Re: [BUG] long freezes on thinkpad t60

From: Ingo Molnar
Date: Thu May 24 2007 - 08:55:28 EST



* Miklos Szeredi <miklos@xxxxxxxxxx> wrote:

> On some strange workload involving strace and fuse I get ocasional
> long periods (10-100s) of total unresponsiveness, not even SysRq-*
> working. Then the machine continues as normal. Nothing in dmesg,
> absolutely no indication about what is happening.

> Any ideas? Possibly something ACPI related?

how reproducable are these lockups - could you possibly trace it? If yes
then please apply:

http://www.tglx.de/private/tglx/ht-debug/tracer.diff

and run the attached trace-it-1sec.c thing in a loop:

echo 1 > /proc/sys/kernel/mcount_enabled

while true; do
./trace-it-1sec > trace-`date`.txt
done

and wait for the lockup. Once it happens, please upload the trace*.txt
file that contains the lockup, i guess we'll be able to tell you more
about the nature of the lockup. (Perhaps increase the sleep(1) to
sleep(5) to capture longer periods and to increase the odds that you
catch the lockup while the utility is tracing.)

Ingo

/*
* Copyright (C) 2005, Ingo Molnar <mingo@xxxxxxxxxx>
*
* user-triggered tracing.
*
* The -rt kernel has a built-in kernel tracer, which will trace
* all kernel function calls (and a couple of special events as well),
* by using a build-time gcc feature that instruments all kernel
* functions.
*
* The tracer is highly automated for a number of latency tracing purposes,
* but it can also be switched into 'user-triggered' mode, which is a
* half-automatic tracing mode where userspace apps start and stop the
* tracer. This file shows a dumb example how to turn user-triggered
* tracing on, and how to start/stop tracing.

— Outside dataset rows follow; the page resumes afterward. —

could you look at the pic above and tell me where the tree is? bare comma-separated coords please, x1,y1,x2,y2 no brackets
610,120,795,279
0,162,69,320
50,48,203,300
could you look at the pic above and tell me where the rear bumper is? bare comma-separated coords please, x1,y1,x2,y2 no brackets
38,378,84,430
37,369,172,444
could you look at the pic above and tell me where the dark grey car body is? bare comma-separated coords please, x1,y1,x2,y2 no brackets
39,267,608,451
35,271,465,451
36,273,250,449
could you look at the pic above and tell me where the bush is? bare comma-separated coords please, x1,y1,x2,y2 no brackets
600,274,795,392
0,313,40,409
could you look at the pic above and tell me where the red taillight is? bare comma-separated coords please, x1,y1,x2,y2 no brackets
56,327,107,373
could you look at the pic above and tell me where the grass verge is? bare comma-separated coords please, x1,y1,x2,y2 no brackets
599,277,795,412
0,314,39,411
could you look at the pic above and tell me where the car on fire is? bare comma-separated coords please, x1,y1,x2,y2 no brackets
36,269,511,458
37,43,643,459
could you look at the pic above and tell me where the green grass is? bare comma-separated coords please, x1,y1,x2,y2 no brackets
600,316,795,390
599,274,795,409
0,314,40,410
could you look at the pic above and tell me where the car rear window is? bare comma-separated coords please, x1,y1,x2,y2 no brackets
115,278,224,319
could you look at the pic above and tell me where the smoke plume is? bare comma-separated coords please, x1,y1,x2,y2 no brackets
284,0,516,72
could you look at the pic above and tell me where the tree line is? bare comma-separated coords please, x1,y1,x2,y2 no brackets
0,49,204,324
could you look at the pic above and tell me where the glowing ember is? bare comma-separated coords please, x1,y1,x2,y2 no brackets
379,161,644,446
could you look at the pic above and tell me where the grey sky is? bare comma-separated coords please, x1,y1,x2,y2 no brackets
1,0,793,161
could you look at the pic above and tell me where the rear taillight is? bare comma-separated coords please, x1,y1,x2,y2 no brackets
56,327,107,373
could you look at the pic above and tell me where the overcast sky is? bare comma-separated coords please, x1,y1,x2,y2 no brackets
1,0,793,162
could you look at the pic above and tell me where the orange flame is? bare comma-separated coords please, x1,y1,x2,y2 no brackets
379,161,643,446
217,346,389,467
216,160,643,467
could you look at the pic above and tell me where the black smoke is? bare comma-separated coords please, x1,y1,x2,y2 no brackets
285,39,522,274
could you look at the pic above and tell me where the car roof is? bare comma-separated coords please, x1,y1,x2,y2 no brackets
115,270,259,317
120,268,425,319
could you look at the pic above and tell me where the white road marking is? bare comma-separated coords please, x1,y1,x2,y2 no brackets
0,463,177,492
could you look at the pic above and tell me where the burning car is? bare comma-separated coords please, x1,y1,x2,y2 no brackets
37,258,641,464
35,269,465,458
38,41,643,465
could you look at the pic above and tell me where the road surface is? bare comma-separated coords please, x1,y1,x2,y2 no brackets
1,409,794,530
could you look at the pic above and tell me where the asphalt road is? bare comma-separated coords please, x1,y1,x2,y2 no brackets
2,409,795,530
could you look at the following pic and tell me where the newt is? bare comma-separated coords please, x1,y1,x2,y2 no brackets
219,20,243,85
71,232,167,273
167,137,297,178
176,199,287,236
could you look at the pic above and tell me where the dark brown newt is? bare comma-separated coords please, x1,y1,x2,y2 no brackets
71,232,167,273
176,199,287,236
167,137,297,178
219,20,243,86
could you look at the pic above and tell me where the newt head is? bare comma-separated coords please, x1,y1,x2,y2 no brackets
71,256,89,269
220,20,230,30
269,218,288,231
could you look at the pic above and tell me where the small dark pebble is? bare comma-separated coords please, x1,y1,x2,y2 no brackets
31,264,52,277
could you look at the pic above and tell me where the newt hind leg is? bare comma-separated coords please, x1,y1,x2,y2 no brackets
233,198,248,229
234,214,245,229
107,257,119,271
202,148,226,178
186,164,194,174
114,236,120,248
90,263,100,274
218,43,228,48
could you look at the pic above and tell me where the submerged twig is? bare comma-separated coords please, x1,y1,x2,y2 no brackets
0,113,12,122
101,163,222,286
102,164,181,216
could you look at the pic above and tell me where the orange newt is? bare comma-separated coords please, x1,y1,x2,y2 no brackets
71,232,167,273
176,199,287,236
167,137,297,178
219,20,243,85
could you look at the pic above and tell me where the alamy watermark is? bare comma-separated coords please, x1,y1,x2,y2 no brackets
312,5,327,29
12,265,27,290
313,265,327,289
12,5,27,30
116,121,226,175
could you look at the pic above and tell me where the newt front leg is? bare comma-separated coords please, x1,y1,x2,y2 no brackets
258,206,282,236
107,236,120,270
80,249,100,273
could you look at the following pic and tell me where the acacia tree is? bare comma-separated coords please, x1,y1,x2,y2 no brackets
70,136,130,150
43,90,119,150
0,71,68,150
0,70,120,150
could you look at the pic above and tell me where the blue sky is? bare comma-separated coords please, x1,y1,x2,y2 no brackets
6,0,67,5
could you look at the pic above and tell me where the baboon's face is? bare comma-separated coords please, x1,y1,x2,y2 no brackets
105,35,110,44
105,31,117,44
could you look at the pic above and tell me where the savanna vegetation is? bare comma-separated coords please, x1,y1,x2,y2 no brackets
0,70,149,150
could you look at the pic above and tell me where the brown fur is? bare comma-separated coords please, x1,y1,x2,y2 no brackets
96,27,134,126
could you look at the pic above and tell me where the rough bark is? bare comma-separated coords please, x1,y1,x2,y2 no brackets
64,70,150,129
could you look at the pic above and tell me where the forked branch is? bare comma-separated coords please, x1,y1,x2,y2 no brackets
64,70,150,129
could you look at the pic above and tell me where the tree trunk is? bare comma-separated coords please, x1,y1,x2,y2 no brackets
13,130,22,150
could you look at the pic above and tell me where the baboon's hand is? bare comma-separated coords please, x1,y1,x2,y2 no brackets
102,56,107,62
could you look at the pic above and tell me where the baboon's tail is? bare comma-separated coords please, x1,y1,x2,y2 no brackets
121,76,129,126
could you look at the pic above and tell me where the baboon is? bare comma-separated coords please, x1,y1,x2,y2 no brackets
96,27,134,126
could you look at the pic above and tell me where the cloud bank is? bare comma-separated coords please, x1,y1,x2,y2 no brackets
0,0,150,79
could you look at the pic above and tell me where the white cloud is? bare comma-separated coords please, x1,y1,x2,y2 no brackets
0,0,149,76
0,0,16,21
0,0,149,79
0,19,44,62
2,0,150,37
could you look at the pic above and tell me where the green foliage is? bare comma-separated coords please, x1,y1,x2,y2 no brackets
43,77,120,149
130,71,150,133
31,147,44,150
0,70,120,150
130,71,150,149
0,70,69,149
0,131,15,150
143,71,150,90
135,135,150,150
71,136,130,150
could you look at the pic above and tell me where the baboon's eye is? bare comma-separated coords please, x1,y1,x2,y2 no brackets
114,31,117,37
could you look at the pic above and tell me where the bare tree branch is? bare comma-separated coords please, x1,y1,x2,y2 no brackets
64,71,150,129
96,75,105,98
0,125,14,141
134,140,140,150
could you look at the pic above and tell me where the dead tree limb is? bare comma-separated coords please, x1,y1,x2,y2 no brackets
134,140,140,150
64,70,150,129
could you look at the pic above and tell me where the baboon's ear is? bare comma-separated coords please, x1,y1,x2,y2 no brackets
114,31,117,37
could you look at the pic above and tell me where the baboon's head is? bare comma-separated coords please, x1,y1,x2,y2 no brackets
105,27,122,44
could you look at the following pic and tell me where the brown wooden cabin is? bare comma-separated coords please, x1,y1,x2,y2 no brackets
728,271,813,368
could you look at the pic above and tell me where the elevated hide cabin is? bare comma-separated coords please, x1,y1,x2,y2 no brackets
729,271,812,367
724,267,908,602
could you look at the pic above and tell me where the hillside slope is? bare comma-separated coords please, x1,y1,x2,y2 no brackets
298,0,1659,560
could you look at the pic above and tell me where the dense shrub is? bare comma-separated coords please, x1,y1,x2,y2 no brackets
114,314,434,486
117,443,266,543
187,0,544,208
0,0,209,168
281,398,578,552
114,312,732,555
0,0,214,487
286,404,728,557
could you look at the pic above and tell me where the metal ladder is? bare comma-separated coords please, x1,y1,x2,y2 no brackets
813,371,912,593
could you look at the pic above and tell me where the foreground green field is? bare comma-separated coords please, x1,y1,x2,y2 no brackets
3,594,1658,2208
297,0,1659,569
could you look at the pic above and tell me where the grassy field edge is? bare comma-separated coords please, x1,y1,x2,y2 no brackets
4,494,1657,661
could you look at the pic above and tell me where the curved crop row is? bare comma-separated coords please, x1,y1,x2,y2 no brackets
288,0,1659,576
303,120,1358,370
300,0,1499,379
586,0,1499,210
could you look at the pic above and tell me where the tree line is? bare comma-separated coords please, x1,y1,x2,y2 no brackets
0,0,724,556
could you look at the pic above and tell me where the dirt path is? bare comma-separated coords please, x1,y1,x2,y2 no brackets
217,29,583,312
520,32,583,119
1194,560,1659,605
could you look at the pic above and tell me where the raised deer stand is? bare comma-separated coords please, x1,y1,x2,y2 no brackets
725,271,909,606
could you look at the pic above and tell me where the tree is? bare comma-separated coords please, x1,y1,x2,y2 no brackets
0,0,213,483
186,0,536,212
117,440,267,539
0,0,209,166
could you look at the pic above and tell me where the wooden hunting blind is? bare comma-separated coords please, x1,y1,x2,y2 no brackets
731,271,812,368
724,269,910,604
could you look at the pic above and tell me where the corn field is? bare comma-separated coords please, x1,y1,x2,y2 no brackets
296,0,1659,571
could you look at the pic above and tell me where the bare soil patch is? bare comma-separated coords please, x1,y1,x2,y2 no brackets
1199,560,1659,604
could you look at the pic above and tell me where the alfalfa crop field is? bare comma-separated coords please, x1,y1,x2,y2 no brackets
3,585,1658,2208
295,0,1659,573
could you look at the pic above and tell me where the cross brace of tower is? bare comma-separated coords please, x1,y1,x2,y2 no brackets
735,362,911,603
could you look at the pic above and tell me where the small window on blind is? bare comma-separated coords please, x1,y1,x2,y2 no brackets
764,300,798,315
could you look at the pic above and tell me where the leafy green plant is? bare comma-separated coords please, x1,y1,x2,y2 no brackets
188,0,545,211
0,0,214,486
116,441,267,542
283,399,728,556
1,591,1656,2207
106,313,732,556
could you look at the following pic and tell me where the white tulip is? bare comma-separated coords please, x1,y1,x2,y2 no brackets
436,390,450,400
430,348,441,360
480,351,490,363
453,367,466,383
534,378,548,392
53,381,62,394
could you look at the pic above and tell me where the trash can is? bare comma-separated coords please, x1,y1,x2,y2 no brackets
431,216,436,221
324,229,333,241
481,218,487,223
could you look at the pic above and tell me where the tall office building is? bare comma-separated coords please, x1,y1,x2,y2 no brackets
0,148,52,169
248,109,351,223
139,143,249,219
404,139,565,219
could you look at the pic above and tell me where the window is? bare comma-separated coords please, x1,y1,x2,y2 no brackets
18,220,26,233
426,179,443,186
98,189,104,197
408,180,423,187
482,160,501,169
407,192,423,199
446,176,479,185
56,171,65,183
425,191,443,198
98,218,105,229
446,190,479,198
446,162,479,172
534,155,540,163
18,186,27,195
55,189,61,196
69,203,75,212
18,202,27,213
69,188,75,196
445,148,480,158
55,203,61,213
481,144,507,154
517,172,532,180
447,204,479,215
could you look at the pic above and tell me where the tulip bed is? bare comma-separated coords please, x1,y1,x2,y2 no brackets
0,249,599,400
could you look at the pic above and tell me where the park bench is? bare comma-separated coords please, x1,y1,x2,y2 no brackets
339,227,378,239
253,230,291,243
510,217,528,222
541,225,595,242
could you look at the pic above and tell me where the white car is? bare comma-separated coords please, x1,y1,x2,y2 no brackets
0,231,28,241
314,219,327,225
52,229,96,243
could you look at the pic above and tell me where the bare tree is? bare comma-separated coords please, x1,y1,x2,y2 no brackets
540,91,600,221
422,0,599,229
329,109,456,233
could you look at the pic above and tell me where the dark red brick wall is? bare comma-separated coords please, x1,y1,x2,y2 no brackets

Note that if you do
* multiple start/stop sequences, the kernel will do a maximum search
* over their latencies, and will keep the trace of the largest latency
* in /proc/latency_trace. The maximums are also reported to the kernel
* log. (but can also be read from /proc/sys/kernel/preempt_max_latency)
*
* For the tracer to be activated, turn on CONFIG_WAKEUP_TIMING and
* CONFIG_LATENCY_TRACE in the .config, rebuild the kernel and boot
* into it. Note that the tracer can have significant runtime overhead,
* so you dont want to use it for performance testing :)
*/

#include <unistd.h>
#include <stdio.h>
#include <stdlib.h>
#include <signal.h>
#include <sys/wait.h>
#include <linux/unistd.h>

int main (int argc, char **argv)
{
int ret;

if (getuid() != 0) {
fprintf(stderr, "needs to run as root.\n");
exit(1);
}
ret = system("cat /proc/sys/kernel/mcount_enabled >/dev/null 2>/dev/null");
if (ret) {
fprintf(stderr, "CONFIG_LATENCY_TRACING not enabled?\n");
exit(1);
}
system("echo 1 > /proc/sys/kernel/trace_enabled");
// system("echo 0 > /proc/sys/kernel/trace_freerunning");
system("echo 0 > /proc/sys/kernel/trace_print_at_crash");
system("echo 1 > /proc/sys/kernel/trace_user_triggered");
system("echo 0 > /proc/sys/kernel/trace_verbose");
system("echo 0 > /proc/sys/kernel/preempt_max_latency");
system("echo 0 > /proc/sys/kernel/preempt_thresh");
system("[ -e /proc/sys/kernel/wakeup_timing ] && echo 1 > /proc/sys/kernel/wakeup_timing");
// system("echo 1 > /proc/sys/kernel/mcount_enabled");

prctl(0, 1); // start tracing
sleep(1);
prctl(0, 0); // stop tracing

system("cat /proc/latency_trace");

return 0;
}